Lou recorrió el pasillo, con los nervios todavía a flor de piel. Se detuvo ante la puerta de su madre y se apoyó contra ella. Aquella noche había estado al borde de la muerte y le había parecido terrible, más terrible incluso que el accidente de coche, porque en esta ocasión le había sucedido a ella sola. Echó un vistazo al interior de la habitación y se sorprendió al ver la ventana abierta. Entró, la cerró y se volvió hacia la cama. Por un instante de aturdimiento no fue capaz de encontrar a su madre bajo las mantas, pero, por supuesto, allí estaba. La respiración de Lou recobró la normalidad y los escalofríos de miedo fueron desvaneciéndose a medida que se acercaba a la cama. Amanda respiraba suavemente, tenía los ojos cerrados y el puño casi cerrado, como si sufriera. Lou extendió la mano, la tocó y luego la retiró. Su madre tenía la piel húmeda, pegajosa. Lou salió corriendo de la habitación y se topó con Oz, que estaba de pie en el pasillo.
– Oz -dijo-, no te vas a creer lo que me ha pasado.
– ¿Qué hacías en la habitación de mamá?
Lou retrocedió.
– ¿Qué? Yo…
– Si no quieres que mamá mejore, entonces déjala en paz, Lou. ¿Lo has oído? ¡Déjala en paz!
– Pero Oz…
– Eras la preferida de papá, pero yo cuidaré de mamá. Igual que ella siempre cuidó de nosotros. Yo sé que mamá se pondrá bien, aunque tú no lo creas.
– Entonces, ¿por qué no quisiste coger la botella de agua bendita que Diamond te consiguió?
– No creo que los collares y el agua bendita ayuden a mamá, pero sí estoy seguro de que mejorará. Como tú no crees que esto sea posible, déjala en paz.
Oz jamás le había hablado de ese modo. Allí estaba, de pie, fulminándola con la mirada, con los brazos delgados y fuertes colgando a los lados, y las manos crispadas. ¡Su hermano pequeño estaba verdaderamente enfadado con ella! Era increíble.
– ¡Oz! -exclamó ella, pero él dio media vuelta y se marchó-. ¡Oz! -volvió a llamarlo-. Por favor, no te enfades conmigo. ¡Por favor!
Oz no se volvió ni una sola vez. Entró en su cuarto y cerró la puerta.

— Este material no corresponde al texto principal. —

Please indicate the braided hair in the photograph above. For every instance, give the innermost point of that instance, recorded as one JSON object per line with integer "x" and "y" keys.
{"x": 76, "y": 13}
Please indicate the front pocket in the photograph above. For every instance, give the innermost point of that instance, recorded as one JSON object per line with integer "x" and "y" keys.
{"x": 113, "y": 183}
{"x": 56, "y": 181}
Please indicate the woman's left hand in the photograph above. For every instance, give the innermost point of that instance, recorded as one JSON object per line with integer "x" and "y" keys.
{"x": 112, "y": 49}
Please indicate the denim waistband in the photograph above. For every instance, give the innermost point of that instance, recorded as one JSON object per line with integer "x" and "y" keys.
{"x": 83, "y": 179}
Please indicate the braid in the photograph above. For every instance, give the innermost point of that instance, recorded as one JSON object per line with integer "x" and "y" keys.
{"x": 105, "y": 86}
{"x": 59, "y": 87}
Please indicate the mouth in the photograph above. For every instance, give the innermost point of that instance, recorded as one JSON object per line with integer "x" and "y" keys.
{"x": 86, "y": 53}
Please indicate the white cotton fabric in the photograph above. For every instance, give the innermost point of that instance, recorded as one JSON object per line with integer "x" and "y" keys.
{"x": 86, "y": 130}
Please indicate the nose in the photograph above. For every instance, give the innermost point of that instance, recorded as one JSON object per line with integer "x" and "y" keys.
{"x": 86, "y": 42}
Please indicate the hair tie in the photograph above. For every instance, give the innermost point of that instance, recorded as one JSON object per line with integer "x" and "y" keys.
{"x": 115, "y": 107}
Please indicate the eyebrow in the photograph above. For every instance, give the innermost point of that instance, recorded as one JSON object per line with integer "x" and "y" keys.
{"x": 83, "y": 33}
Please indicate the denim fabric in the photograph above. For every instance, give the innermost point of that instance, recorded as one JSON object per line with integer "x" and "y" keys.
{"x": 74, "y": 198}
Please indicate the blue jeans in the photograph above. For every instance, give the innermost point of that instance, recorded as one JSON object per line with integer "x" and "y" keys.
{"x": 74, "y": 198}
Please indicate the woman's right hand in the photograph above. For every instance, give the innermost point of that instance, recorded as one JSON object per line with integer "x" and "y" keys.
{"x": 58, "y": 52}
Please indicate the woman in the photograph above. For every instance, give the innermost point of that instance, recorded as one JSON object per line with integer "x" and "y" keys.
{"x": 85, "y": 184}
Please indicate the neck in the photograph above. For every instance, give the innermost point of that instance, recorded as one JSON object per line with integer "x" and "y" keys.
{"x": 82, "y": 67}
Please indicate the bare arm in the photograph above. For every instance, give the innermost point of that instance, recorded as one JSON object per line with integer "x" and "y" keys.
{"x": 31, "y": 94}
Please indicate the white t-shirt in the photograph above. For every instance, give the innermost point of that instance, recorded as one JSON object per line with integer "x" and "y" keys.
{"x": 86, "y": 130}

Lou se dirigió con paso vacilante a la parte posterior de la casa, salió y se sentó en los escalones. La hermosa noche, la sobrecogedora presencia de las montañas, las llamadas de todo tipo de vida salvaje no le causaban impresión alguna. Se miró las manos donde el sol las había curtido, las palmas rugosas como la corteza de un roble. Tenía las uñas sucias y cortadas de forma irregular, el pelo enredado y lavado con lejía hasta la saciedad, el cuerpo más cansado de lo propio para su edad, el ánimo propenso a la desesperación tras perder casi todo lo que le importaba. Y ahora su amado Oz ya no la quería.

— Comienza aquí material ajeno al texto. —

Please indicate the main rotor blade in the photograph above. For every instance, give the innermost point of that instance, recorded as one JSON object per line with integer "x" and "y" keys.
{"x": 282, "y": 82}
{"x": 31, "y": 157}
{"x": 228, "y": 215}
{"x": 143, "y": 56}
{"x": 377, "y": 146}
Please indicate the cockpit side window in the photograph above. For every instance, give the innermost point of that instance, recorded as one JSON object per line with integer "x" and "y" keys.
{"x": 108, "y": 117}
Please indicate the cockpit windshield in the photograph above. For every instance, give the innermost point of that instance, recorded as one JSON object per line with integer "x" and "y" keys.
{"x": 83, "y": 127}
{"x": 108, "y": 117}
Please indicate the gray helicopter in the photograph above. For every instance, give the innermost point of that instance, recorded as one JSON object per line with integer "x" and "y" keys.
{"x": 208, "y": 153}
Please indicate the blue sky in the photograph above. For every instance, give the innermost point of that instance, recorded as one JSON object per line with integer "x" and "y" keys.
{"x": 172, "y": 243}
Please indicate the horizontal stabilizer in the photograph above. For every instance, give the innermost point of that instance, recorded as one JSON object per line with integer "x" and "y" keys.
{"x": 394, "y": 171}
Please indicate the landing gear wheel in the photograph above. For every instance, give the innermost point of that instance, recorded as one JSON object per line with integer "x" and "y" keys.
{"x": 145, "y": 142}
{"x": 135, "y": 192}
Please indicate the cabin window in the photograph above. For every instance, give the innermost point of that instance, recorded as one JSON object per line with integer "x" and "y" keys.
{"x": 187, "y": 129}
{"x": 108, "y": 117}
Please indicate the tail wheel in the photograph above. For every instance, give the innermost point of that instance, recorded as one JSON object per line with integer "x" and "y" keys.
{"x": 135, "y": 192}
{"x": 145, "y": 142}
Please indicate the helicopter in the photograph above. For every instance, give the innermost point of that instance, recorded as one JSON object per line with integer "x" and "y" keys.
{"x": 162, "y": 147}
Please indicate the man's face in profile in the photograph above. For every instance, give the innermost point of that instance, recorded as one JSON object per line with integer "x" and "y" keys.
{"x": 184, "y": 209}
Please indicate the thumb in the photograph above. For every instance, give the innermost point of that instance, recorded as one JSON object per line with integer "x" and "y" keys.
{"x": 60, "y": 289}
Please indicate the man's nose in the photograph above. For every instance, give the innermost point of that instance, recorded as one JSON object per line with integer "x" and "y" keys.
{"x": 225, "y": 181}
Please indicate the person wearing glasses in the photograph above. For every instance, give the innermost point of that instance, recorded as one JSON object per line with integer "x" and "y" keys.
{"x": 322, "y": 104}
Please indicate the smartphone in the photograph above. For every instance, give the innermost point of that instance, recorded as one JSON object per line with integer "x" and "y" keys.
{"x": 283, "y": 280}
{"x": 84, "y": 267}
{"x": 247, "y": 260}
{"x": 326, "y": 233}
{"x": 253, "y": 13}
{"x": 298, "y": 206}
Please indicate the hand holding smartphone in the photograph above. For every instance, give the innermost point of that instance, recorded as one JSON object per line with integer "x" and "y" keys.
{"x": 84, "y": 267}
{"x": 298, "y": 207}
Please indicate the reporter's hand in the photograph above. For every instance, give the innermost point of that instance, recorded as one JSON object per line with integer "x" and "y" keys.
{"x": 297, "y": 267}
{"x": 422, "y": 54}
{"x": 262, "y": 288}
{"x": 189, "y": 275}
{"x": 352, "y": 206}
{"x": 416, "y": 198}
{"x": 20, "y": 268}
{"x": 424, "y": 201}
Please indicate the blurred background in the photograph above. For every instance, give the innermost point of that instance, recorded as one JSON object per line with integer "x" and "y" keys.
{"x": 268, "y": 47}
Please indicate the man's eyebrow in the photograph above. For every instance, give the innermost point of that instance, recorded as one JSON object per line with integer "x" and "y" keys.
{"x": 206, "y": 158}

En aquel preciso momento, la odiosa sirena de la mina resonó por todo el valle. Era como si la montaña gritara anticipándose al dolor que estaba por venir. El sonido pareció desgarrarle las entrañas. A continuación se oyó el estruendo de la dinamita, que fue la gota que colmó el vaso. Lou observó el montículo que hacía las veces de cementerio de los Cardinal y de repente deseó estar allí, donde nada más pudiera causarle ningún daño.

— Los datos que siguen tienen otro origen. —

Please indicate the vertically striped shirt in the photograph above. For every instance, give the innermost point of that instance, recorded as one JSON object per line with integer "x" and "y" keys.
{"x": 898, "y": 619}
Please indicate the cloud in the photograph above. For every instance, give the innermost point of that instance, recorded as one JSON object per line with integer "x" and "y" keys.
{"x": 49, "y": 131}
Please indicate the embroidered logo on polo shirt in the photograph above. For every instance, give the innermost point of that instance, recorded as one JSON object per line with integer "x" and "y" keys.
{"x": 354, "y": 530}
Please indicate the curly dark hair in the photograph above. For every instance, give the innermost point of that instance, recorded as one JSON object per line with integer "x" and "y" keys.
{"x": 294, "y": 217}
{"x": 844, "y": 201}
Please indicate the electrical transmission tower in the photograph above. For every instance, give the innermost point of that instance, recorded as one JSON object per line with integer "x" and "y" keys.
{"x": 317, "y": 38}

Se inclinó y lloró en silencio. No llevaba mucho tiempo allí cuando oyó que la puerta se abría a sus espaldas. Al principio pensó que quizá fuera Eugene, que se interesaba por ella, pero las pisadas eran demasiado ligeras. Unos brazos la rodearon y la sujetaron con fuerza.
Lou percibió la respiración cálida de su hermano en el cuello. Ella siguió inclinada pero extendió la mano hacia atrás y lo rodeó con el brazo. Hermano y hermana permanecieron así unidos durante instantes eternos.
35
Bajaron con el carro hasta McKenzie's Mercantile, y Eugene, Lou y Oz entraron en la tienda. Rollie McKenzie estaba detrás de un mostrador de arce alabeado que le llegaba a la cintura. Era un hombre bajo y regordete, con una calva reluciente y una barba larga, blanca y canosa que le caía sobre el pecho. Llevaba unas gafas de mucha graduación, y aun así tenía que entornar los ojos para ver. La tienda estaba llena hasta los topes de suministros necesarios para la vida en el campo y materiales para la construcción de varios tipos. El olor de los arneses de cuero, del aceite de queroseno y de los troncos que ardían en la estufa de la esquina invadía toda la estancia. Había dispensadores de cristal para golosinas y una caja de Chero Cola apoyada contra una pared. En la tienda había algunos clientes más, y todos se quedaron boquiabiertos al ver a Eugene y los niños, como si fueran una aparición.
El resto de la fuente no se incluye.